The German Shepherd dog is one of the most recognizable dog breeds in existence today. Large and powerful with a distinctive tan coat and black saddle, the German Shepherd dog has a long history. Originally developed in the late 1800’s as a sheep herding dog, the breed has been used as military service dogs, guide dogs for the blind, and as popular show dogs. The German Shepherd dog is a unique breed in the show ring, as they are stacked far different from any other breed. The stack, or the way the dog stands, is an essential factor in showing off the dog’s build. Stacking is not a difficult process, although perfecting it does take a little time and practice.
Things You'll Need
Place a collar and lead on your dog. It is much simpler to teach your German Shepherd a proper stack when he is on lead.
Move the dog to a wide, flat area. Stacking takes up a considerable amount of room, so be sure you have sufficient space.
Stand your dog in front of you and kneel down beside her. When training a dog to stack, you will need to place the feet in proper position by hand and the judge prefers a handler to kneel down.
Begin your stacking with the front feet. Pick up the foot closest to you, and set it down squarely under the shoulder. The leg should be perpendicular to the ground, with the foot flat and the toes pointing straight forward.
Reach around the backside of the first front leg and place the outside leg squarely. Some dogs are skittish when having their feet touched, so praise your dog and give him plenty of treats to encourage him to stand still.
Start stacking your dog’s hind legs with the inside hind leg first. German Shepherds are unique in the fact that they do not stand squarely in the back. Pick up your dog’s foot and pull the leg forward up under the body. The hock should be near the ground, and the majority of the metatarsus should lie against the ground.

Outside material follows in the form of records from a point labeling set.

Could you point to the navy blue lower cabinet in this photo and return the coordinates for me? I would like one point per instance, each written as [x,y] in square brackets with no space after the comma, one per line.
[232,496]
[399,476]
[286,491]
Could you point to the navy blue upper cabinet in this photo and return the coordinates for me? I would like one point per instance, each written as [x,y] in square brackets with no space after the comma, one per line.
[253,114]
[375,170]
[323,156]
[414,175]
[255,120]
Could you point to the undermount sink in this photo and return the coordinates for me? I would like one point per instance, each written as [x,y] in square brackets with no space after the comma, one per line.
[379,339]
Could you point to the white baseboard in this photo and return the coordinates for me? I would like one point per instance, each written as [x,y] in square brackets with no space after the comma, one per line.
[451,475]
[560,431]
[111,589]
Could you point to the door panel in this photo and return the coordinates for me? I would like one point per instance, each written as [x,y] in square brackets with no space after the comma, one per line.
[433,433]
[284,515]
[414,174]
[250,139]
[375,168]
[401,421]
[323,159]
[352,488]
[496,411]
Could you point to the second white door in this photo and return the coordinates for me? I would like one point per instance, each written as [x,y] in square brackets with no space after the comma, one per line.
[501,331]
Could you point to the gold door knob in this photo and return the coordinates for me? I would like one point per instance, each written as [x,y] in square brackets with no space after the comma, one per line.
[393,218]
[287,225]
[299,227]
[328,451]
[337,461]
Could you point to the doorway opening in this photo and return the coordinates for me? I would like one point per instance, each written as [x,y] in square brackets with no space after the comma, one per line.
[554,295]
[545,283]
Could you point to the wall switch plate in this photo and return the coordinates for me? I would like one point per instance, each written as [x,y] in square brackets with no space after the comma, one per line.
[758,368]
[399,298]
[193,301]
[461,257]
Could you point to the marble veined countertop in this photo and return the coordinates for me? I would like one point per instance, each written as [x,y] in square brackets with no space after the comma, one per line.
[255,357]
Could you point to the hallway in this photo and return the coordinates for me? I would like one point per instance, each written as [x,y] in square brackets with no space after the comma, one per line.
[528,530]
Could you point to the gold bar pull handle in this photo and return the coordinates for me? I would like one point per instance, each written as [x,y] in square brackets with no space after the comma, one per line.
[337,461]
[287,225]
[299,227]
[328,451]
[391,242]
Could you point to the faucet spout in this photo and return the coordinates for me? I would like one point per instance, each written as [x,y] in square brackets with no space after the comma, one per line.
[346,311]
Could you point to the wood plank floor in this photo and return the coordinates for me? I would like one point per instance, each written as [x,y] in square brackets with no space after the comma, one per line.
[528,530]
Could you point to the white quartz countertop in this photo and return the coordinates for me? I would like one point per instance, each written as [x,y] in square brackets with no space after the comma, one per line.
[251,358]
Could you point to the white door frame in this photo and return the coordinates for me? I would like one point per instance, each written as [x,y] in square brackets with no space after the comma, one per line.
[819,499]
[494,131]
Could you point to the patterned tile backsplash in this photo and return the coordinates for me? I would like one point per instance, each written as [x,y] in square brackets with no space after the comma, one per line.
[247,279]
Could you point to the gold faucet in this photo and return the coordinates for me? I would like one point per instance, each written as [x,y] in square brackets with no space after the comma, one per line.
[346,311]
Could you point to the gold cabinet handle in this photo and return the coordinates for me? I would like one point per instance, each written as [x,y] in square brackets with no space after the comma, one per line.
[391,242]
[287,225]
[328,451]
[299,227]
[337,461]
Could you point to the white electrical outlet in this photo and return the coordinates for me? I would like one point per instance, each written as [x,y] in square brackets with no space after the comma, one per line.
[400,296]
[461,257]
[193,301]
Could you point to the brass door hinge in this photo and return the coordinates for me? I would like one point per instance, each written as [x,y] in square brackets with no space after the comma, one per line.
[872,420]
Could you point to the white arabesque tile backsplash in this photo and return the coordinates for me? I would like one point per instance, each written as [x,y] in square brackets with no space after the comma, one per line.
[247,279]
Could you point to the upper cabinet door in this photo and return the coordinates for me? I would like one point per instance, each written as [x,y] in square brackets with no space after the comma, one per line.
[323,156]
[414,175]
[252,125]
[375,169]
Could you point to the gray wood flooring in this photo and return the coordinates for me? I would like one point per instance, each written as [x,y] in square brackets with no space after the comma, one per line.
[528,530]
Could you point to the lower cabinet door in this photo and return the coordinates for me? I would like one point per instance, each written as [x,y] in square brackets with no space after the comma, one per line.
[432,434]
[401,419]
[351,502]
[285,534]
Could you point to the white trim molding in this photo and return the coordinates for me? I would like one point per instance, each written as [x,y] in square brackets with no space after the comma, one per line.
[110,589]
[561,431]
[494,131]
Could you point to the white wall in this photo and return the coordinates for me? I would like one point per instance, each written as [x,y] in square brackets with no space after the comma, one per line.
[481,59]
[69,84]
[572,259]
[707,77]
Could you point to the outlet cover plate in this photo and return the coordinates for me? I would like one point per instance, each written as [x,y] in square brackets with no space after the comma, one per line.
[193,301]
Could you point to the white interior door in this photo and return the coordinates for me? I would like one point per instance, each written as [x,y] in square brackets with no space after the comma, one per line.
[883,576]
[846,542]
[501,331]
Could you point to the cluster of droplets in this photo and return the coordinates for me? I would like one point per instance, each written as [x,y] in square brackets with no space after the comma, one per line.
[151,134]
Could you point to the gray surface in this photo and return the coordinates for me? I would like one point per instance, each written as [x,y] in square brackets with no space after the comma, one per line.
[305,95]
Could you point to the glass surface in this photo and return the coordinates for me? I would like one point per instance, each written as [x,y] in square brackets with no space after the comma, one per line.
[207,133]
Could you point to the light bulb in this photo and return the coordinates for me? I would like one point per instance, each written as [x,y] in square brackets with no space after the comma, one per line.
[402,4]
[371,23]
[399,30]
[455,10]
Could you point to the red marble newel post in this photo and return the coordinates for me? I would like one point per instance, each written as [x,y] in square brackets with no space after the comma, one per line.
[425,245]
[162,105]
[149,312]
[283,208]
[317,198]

Pull the outside hind leg back until the hock is perpendicular to the ground. Take the leg and slide it back very gently, making sure the dog’s foot is flat against the ground. Give the dog treats and talk to her as you slide her leg back, since this is an elongated stance that can be difficult for her.
Give the dog the command to stack and have her stand still. Praise her for standing still, and release her once she has held the position without moving for approximately thirty seconds.
Repeat this stacking process until the dog is comfortable standing stacked for three to five minutes at a time. The judge will examine him stacked in the ring, and it can take time for the judge to properly look him over.